Sa tristesse, Ginette Aubert l’a sublimée en peinture ; ses tableaux sont parfois agrémentés de débris rejetés sur les rives du lac de barrage, reliques prosaïques que son art transmute en matière précieuse. Dans ses textes et dans ses images, elle ne fait pas mystère des rudesses de la vie d’antan (c’est-à-dire d’avant l’engloutissement de 1950), mais elle contemple et peint avec fraîcheur les « saisons », les « familles », « ceux qui passent » et les « temps sacrés ».
On reste admiratif de la force de cet art et de ce caractère, qui subliment ainsi la suffocation de l’engloutissement en lui donnant des couleurs joyeuses. Les larmes sont devenues la peinture dont Ginette Aubert réenchante sa vallée.
Les 30 œuvres (peintures et sculptures) de Ginette Aubert sont complétées par des souvenirs familiaux (lettres et photographies) ainsi que par des documents conservés aux Archives départementales (plan cadastral, dossier d’expropriation de la maison familiale de la Ferrière, livres sur les barrages).
« Bleu » pour la révision du cadastre de Tourniac, section A dite de la Ferrière (1934).
Le cadastre de 1822 est reproduit en stencil (d’où cette couleur bleue), et la rénovation est portée à l’encre rouge.
Les maisons situées sur le bord du chemin longeant la Dordogne ont toutes été détruites en 1951, pour mieux être englouties. Les maisons et biens de la famille Rivière figurent sur le tableau des expropriations prévues.

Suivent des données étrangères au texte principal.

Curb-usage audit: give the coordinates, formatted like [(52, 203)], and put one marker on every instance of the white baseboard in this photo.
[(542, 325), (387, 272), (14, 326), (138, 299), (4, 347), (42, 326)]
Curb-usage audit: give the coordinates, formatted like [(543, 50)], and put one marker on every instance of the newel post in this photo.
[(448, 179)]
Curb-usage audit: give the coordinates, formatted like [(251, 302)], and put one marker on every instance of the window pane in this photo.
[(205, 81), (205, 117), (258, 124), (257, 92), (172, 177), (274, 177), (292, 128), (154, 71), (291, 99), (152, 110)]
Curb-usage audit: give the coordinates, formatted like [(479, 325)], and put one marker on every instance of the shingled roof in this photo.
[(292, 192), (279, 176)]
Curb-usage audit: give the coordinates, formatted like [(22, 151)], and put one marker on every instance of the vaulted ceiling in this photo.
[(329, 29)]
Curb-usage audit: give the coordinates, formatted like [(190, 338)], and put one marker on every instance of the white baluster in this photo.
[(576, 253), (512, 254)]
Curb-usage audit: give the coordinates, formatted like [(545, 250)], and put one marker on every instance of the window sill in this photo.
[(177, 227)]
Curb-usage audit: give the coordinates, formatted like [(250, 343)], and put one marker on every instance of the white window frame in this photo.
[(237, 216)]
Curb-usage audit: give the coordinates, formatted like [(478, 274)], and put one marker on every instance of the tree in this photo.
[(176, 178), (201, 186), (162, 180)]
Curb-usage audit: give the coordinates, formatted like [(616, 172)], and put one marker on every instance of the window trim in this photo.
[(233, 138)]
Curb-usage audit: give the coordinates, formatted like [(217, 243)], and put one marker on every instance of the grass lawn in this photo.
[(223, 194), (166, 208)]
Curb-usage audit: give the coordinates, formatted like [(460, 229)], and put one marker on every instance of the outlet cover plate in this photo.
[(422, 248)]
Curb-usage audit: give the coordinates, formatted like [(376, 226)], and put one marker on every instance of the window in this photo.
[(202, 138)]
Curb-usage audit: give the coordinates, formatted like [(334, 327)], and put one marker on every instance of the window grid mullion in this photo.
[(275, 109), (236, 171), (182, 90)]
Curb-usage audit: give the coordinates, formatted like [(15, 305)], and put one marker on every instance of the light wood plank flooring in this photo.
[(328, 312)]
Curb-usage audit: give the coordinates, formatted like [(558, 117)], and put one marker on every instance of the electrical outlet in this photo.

Archives départementales du Cantal, 3 P 1331/14 (1934) et 3 SC 913 (1951)
L’Union paysanne de Corrèze dénonce la façon de faire d’EDF
« Il faut changer de méthodes », dit cet article de Marius Vazeilles (forestier, archéologue et communiste, grand défenseur des paysans) paru le 1er novembre 1950 dans « l’organe officiel de la fédération départementale des syndicats agricoles de la Corrèze ». Et le journal de dénoncer les « pressions inadmissibles » exercées sur de « braves paysans tout désorientés d’être menacés d’expulsion ».
1950
Le barrage du Chastang (1948-1951)
Le plan de situation et la coupe permettent de comprendre l’aménagement hydroélectrique de la Dordogne : Bort, Marèges (1936), l’Aigle (1945), Chastang (1951) et Argentat. Le Chastang est un barrage voûté-gravité. F. Auroy et B. Léo achèvent leur notice en jugeant que « l’ensemble a ainsi un aspect très simple et harmonieux »…

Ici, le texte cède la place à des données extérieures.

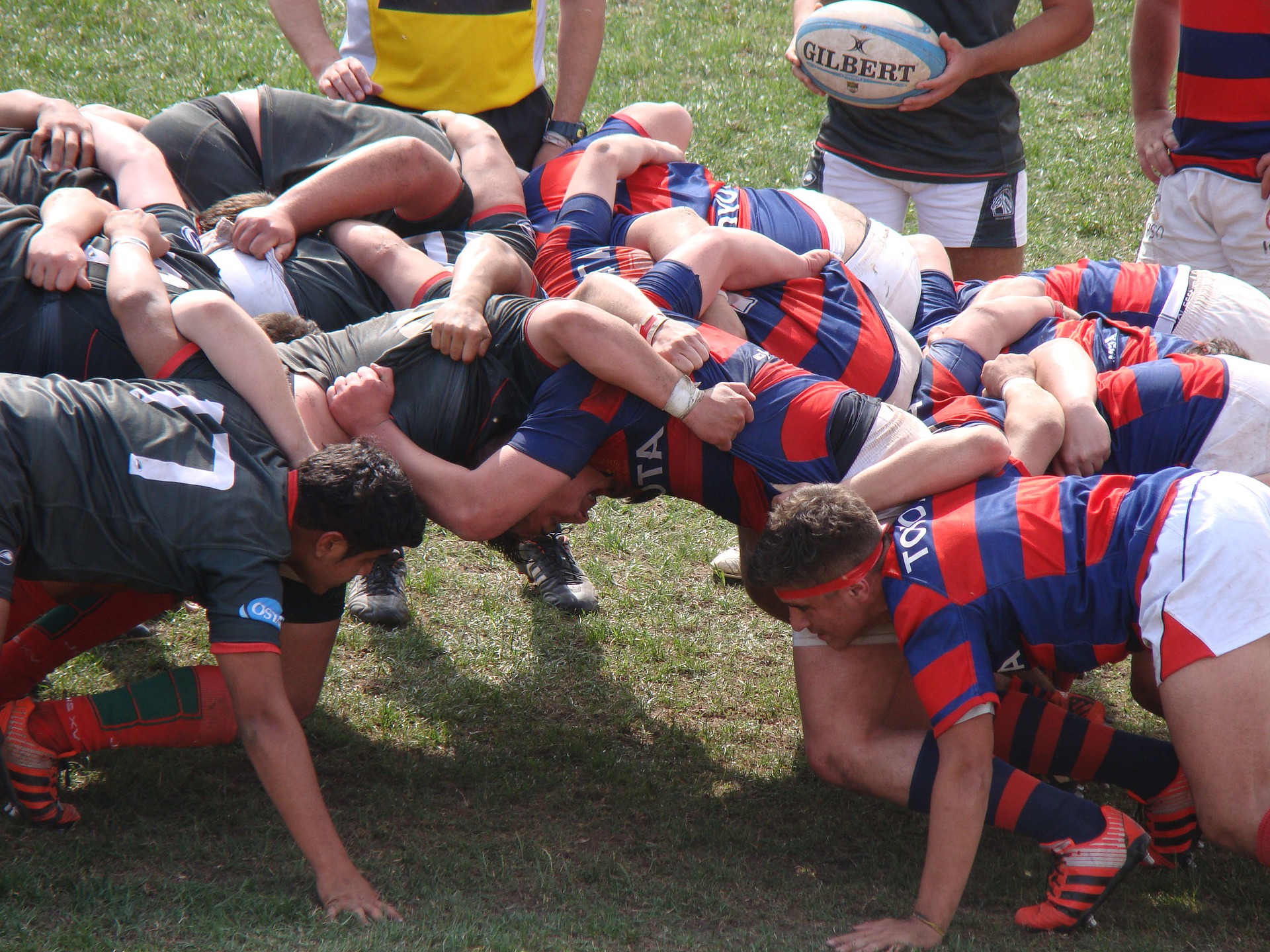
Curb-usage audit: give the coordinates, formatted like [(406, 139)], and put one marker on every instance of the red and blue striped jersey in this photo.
[(1124, 291), (769, 211), (1014, 571), (831, 325), (1223, 87), (578, 245), (1161, 413), (1111, 344), (806, 429)]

Cinquième congrès international des grands barrages, Supplément au n° 247 de la revue Travaux.
Archives départementales du Cantal, 2 BIB 625
Dessins préparatoires
Pêche, château de sable, fêtes nautiques, danses et cérémonies : on retrouve ces scènes, une fois peintes, dans les tableaux de l’exposition. Un dessin reprend une phrase entendue d’une Roumaine, sur France-Culture : « On ne peut oublier ses racines, quoiqu’on fasse ». Ce qui est vrai pour un pays aussi malmené au XXe siècle que le fut la Roumanie, vaut aussi pour les vies à la fois déracinées et englouties par les barrages hydro-électriques.

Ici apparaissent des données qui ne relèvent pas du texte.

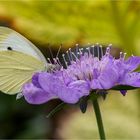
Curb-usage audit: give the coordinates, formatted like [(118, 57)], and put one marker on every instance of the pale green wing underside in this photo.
[(17, 68), (10, 38)]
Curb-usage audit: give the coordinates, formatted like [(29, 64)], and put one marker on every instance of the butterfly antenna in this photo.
[(58, 51)]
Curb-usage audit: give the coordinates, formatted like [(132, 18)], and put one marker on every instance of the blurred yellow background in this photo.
[(70, 22)]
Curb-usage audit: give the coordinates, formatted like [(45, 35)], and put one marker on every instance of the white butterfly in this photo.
[(19, 60)]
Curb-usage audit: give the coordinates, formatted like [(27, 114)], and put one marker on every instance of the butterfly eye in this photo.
[(9, 48)]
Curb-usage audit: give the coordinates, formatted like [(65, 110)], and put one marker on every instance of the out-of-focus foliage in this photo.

Esquisses au crayon et à l’encre sur papier
Fin du XXe siècle
Pelle écopeuse
Les gabarres prenaient souvent l’eau dans les rapides, et il fallait écoper avec ce genre de pelle. Celle-ci a appartenu au grand-père de Ginette Aubert.
Bois
2e quart du XXe siècle
Deux vues du batardeau amont du barrage de l’Aigle
Le dossier technique de la construction est consigné dans Aménagement de la chute de l’Aigle. Rapport de fin de chantier, paru en 1945. Les barrages, ce sont des prouesses technologiques, des chantiers animés et cosmopolites, de l’activité économique pour toute une région, de tendres rencontres aussi.
Mais il y a l’envers du décor, lorsque la mise en eau submerge les lieux que l’on a aimés.
Archives départementales du Cantal, F BIB 72.